Quelques souffles innocents ont été décrits.
Un souffle apexien, doux, musical, vibratoire et positionnel (disparaissant à l’orthostatisme) est parfois perçu entre 2 ans et l’adolescence (souffle de Still). Il serait lié aux vibrations du flux sanguin éjecté dans la chambre de chasse du ventricule gauche. C’est un des souffles innocents les plus fréquents.
Un souffle pulmonaire au bord gauche du sternum, systolique, aigu, doux, positionnel (diminuant à l’orthostatisme), sans click, avec irradiation dans le dos et en axillaire est lié au flux normal à travers la voie de sortie du ventricule droit.
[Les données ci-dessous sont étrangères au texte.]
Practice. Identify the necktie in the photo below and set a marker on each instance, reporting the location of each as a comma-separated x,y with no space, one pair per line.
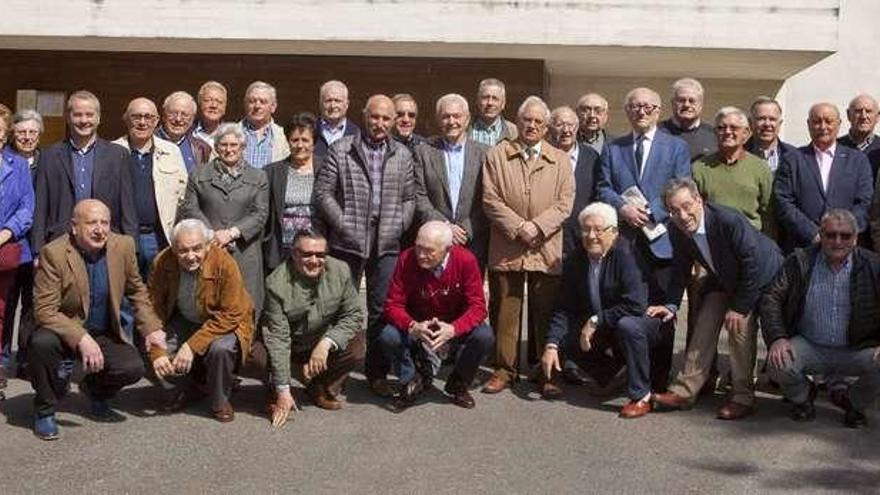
640,150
Un souffle bénin de sténose pulmonaire périphérique du nouveau-né est un souffle innocent créé par la disparité de calibre entre le tronc artériel pulmonaire et les branches pulmonaires à cet âge. Durant la vie fœtale, 90 % du flux dans l’artère pulmonaire est dirigé vers le canal artériel. Les branches pulmonaires du nouveau-né sont de ce fait physiologiquement moins larges et naissent avec un angle plus aigu qu’observé chez l’enfant. Ces particularités anatomiques peuvent générer un souffle fonctionnel systolique au bord gauche du sternum irradiant dans le dos.
Un souffle fonctionnel mammaire est entendu sur la paroi thoracique (antérieur, aigu, doux, parfois prolongé en diastole, bilatéral) et correspondrait au flux sanguin à travers les artères mammaires internes.
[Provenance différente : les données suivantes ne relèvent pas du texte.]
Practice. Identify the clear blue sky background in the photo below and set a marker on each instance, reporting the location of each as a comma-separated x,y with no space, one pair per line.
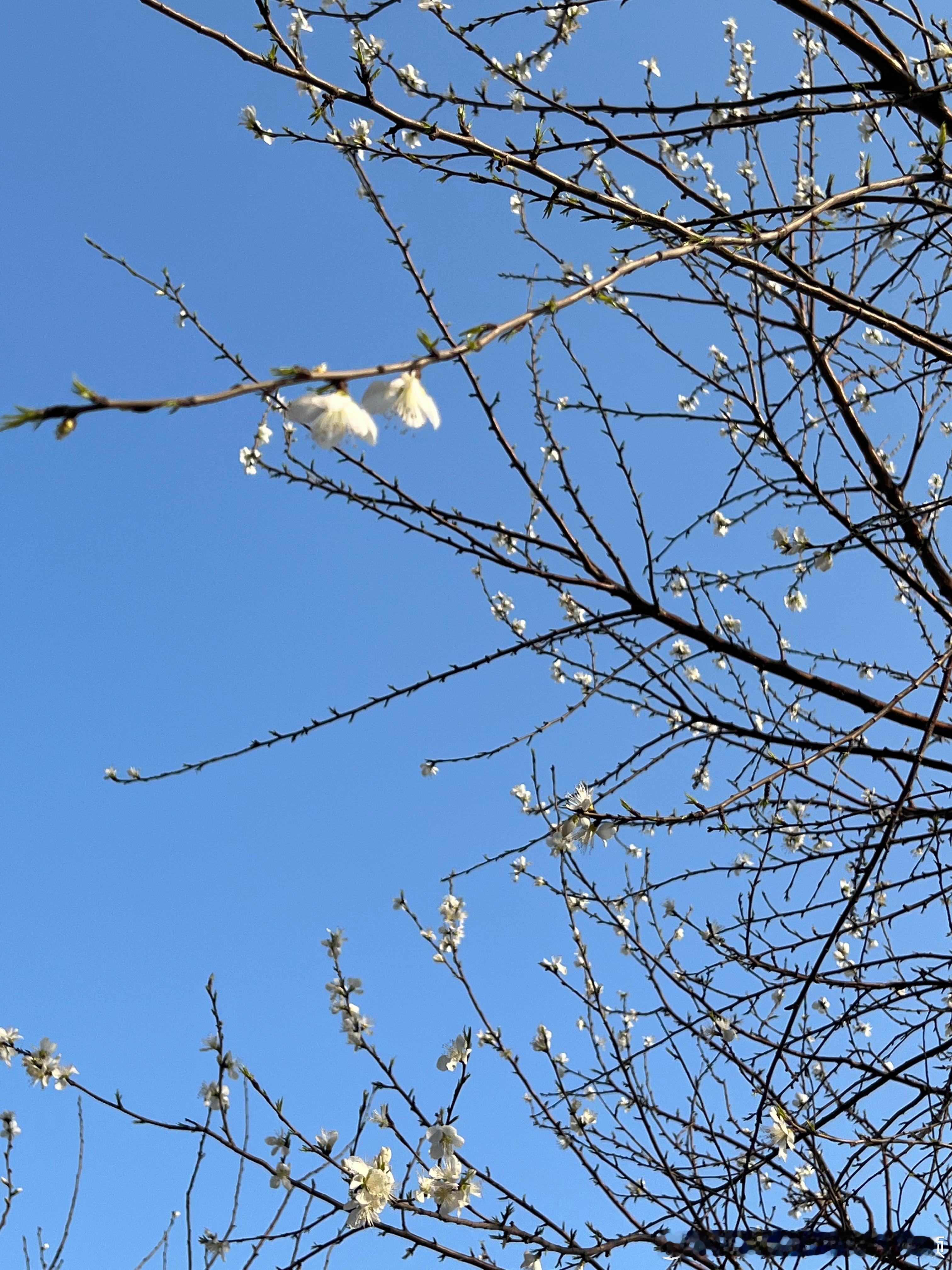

Un souffle innocent haut situé avec irradiation dans les carotides et dans les creux sus-claviculaires est lié au flux systémique normal à travers la crosse aortique.
Un souffle innocent veineux continu est de tonalité grave, bilatéral, positionnel, augmentant en diastole et disparaissant lors de la rotation de la nuque, entendu entre 3 et 8 ans.
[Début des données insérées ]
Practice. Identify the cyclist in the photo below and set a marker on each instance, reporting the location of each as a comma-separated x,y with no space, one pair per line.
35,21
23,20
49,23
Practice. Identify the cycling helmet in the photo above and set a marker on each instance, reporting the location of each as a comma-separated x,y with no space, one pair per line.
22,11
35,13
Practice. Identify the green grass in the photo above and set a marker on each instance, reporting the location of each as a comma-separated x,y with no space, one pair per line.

Examens complémentaires et avis spécialisé
Cardiopathies congénitales les plus fréquentes
Communications interventriculaires
En cas de communication interventriculaire de petite taille, l’enfant est asymptomatique. Le souffle cardiaque de communication interventriculaire est intense, du fait de pressions artérielles pulmonaires basses et ainsi d’un gradient transventriculaire gauche-droit important.
En cas de large communication interventriculaire, le souffle cardiaque s’associe à partir de la fin du premier mois de vie à des signes de shunt gauche-droite avec hyperdébit pulmonaire : dyspnée d’effort, polypnée, signes de lutte respiratoire, asthénie, sueurs aux tétées, difficultés aux tétées, stagnation ou cassure staturo-pondérale, bronchites à répétition. Le bruit B1 est fort à la pointe. Plus la communication interventriculaire est large, plus les pressions artérielles pulmonaires sont élevées, et plus le souffle de communication interventriculaire devient faible. En cas d’hypertension pulmonaire, on entend un claquement du bruit B2 au foyer pulmonaire.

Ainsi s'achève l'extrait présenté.